From surface to subsoil. Investigation and research at Pompeii does not stop at the visible parts of the city, but also focuses on previously unseen aspects, such as the study of the tunnels and drainage canals of Ancient Pompeii which crossed the Forum area, from Porta Marina to the Villa Imperiale.
457m of these passages have been investigated thanks to the collaboration with the group of speleologists of the Cocceius Association, with whom the Archaeological Park of Pompeii entered into an agreement in 2018, which sought to reconnoiter and study the city’s rainwater drainage system, starting from the Civil Forum.
The analysis of this complex system had been highly complex and seldom updated over time, due to various factors which limited in-depth examination of it. The primary factor was the logistical difficulty of the structures, which were physically inaccessible without the necessary equipment and preparation by operators. A further complication was the fact that the only information which had been gathered during the last decades was limited to simply noting the presence of these elements of the ancient water management system, which were identified during investigations that had been conducted for other reasons (such as the installation of electrical systems, or site services, not least the disabled access route).
Furthermore, the excavation records made at the time when the limited investigations were carried out in these grottoes yielded precious little information regarding the context of the excavation, and the recovered material.
The recent exploration and detailed analysis of the drainage system has thus had the double objective of providing new information regarding the evolution of the area between the Civil Forum and Porta Marina, as well as identifying the potential critical issues of the system and the most appropriate ways of remedying it and keeping the drainage pipes functioning, while respecting the archaeological value of the ancient work.
The first phase of the project — which will be followed by a second phase aimed at the regeneration of the canals and cisterns for the drainage of water, which is of particular importance for the purpose of safeguarding the site — ended in early January.
A network of tunnels and canals has been identified which branches out from a pair of cisterns below the Forum, running under Via Marina and ending near the Imperial Villa. The system allowed excess rainwater in the Via Marina channel to be drained out of the ancient city, towards the sea.

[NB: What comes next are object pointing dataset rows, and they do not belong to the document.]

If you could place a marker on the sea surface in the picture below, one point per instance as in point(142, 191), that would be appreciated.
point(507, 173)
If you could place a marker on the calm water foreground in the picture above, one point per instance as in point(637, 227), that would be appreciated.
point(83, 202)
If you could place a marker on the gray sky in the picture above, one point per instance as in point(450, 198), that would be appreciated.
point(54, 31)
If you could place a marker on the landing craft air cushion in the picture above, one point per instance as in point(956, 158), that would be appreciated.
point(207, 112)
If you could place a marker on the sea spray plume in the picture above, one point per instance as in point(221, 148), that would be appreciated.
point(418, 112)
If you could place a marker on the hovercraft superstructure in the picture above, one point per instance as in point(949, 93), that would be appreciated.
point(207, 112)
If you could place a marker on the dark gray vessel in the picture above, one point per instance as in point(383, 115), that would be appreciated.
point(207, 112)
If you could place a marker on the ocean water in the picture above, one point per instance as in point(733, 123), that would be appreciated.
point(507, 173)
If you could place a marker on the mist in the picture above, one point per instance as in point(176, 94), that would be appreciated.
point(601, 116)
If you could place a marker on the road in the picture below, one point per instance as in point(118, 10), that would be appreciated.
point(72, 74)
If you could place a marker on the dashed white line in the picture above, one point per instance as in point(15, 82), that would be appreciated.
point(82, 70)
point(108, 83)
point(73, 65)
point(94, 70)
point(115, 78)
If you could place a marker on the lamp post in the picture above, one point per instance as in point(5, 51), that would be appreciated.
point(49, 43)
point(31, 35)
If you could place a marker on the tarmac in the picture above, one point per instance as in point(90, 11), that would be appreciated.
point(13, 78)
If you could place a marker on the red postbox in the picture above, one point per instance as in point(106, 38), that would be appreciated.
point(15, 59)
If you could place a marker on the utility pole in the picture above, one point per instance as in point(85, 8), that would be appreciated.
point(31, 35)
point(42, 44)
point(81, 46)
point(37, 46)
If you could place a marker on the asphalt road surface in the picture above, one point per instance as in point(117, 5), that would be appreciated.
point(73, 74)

In modern times, the system was largely cleaned of ancient deposits in order to restore its functionality.
It has also been possible to indicate a chronology of the structures and the system as a whole, albeit on a preliminary basis, and three main phases of the life of this extensive underground complex have been hypothesised; an initial Hellenistic phase (late 3rd-2nd century BC); a second in the late Republican age (early/late 1st century BC) and a third phase corresponding to the Augustan and Imperial age (late 1st century BC–79 AD).
“The project of exploring these tunnels forms part of the activities of the Archaeological Park of Pompeii that aim to broaden our understanding of the site, which is the essential basis of any monitoring or safeguarding intervention”, declares Director General Massimo Osanna — “this initial, but complete, exploration of the complex system of underground canals confirms the cognitive potential which the Pompeian subsoil preserves, and demonstrates how much still remains to be investigated and studied. Furthermore, many gaps in knowledge from the past regarding certain aspects or areas of the ancient city are being filled, thanks to the collaboration of experts in various sectors, which allow us to gather ever more accurate data as a result of specialised skills which had never been employed in other periods of excavation or study.”